Where appropriate, Delica practises vertical integration. Masutti
says this means a more consistent product because the operation
can be controlled from the grower to packing, all the way to
market. The company owns more than 50 percent of its two pack-house
operations here and in the US and it has recently invested
in a South Auckland organic orchard.
But they only ever become involved when their own growers
don’t
have the critical mass or they simply can’t find the
right growers to form a partnership relationship with, says
McCallum.
Sourcing product from Australia and the US as well as locally
means the company can’t always use the New Zealand ‘clean
green’ tag. “We do capitalise on that image when
we market produce from New Zealand. But lots of countries are
clean and green. Since the late 1980s everything New Zealand
has exported has been promoted as clean and green – it’s
losing its gloss.”
He says it’s more important to sell on quality at a
higher price, which is the only way to recover the additional
costs
in labour and transport of getting New Zealand produce to
market.
The company’s meteoric growth has been its biggest challenge.
There are now 32 full-time staff and 11 subsidiary or joint
venture companies under the Delica umbrella. The structure
is intended to encourage staff to become shareholders in the
businesses they work for. “It means good people can be
on your team, instead of against it,” says Masutti.
Masutti keeps a daily watch on the balance sheet, “so
I can sleep at night”. Consolidation is an aim – “though
we say that every year and then some opportunity comes up”.
Their plan is to focus on kiwifruit and apples in the short-to-mid
term and to acquire more tangible assets. “We don’t
just want to be a trading company. Take away the people and
you’ve got nothing. We want to build up the assets of
the group,” says Masutti.
The potential of the business is only limited by the energy
of the directors, says McCallum. “This business is all-encompassing
and requires high energy levels. Burnout is an issue, that’s
why we constantly need young people coming through the ranks.”

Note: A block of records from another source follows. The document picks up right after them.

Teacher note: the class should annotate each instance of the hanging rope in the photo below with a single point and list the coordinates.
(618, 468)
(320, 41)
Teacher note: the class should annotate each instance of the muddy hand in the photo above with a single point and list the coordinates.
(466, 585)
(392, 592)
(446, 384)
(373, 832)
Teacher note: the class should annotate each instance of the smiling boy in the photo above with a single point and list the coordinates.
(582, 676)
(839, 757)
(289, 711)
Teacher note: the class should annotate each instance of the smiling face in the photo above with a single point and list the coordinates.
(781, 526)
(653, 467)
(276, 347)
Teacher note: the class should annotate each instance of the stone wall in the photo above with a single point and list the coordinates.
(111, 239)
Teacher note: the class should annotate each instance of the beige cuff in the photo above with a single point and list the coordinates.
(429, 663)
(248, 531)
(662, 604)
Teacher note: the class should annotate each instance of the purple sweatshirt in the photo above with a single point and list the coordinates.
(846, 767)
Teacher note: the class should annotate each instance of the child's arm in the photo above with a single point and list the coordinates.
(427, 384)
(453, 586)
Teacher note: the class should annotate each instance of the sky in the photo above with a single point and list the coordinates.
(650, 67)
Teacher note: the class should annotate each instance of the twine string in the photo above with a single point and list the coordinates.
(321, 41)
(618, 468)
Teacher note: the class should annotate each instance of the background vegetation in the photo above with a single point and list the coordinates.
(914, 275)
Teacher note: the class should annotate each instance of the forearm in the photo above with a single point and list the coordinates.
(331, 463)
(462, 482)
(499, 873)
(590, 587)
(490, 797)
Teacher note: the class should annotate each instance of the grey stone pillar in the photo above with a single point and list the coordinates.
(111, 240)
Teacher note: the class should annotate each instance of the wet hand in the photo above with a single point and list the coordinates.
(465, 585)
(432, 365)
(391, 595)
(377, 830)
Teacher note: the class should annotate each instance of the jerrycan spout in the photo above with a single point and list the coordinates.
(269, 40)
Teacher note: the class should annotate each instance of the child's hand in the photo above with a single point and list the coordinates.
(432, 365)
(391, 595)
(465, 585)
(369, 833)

And many of the people Delica works with happen to be Massey
people. In 1985 Masutti was on the same rugby team as Michael
Hardy and Clifton Shaw. Shaw was also a Palmerston North flatmate
and friend. Philip Bird was another friend.
These days Clifton, Shaw and Bird are the majority shareholders
in Integrow, which exports squash and onions, and in which
Delica itself has a small shareholding.
Among other Massey alumni are Snow Hardy, the managing director
of Delica Apples and a major Delica shareholder, and Chris ‘Mungi’ O’Neil,
who jointly owns Delica’s organic apple orchard.
But, acknowledges Masutti, his consciousness of the importance
of relationships perhaps coming to the fore, there are non-Massey
graduates as well. Sarah McCormack, who has been with Delica
from the start, and ex-King Country prop Alastair Hulbert
get special mention. “
We could not have done it without them,” he says. “And
they do have to put up with the Massey culture.”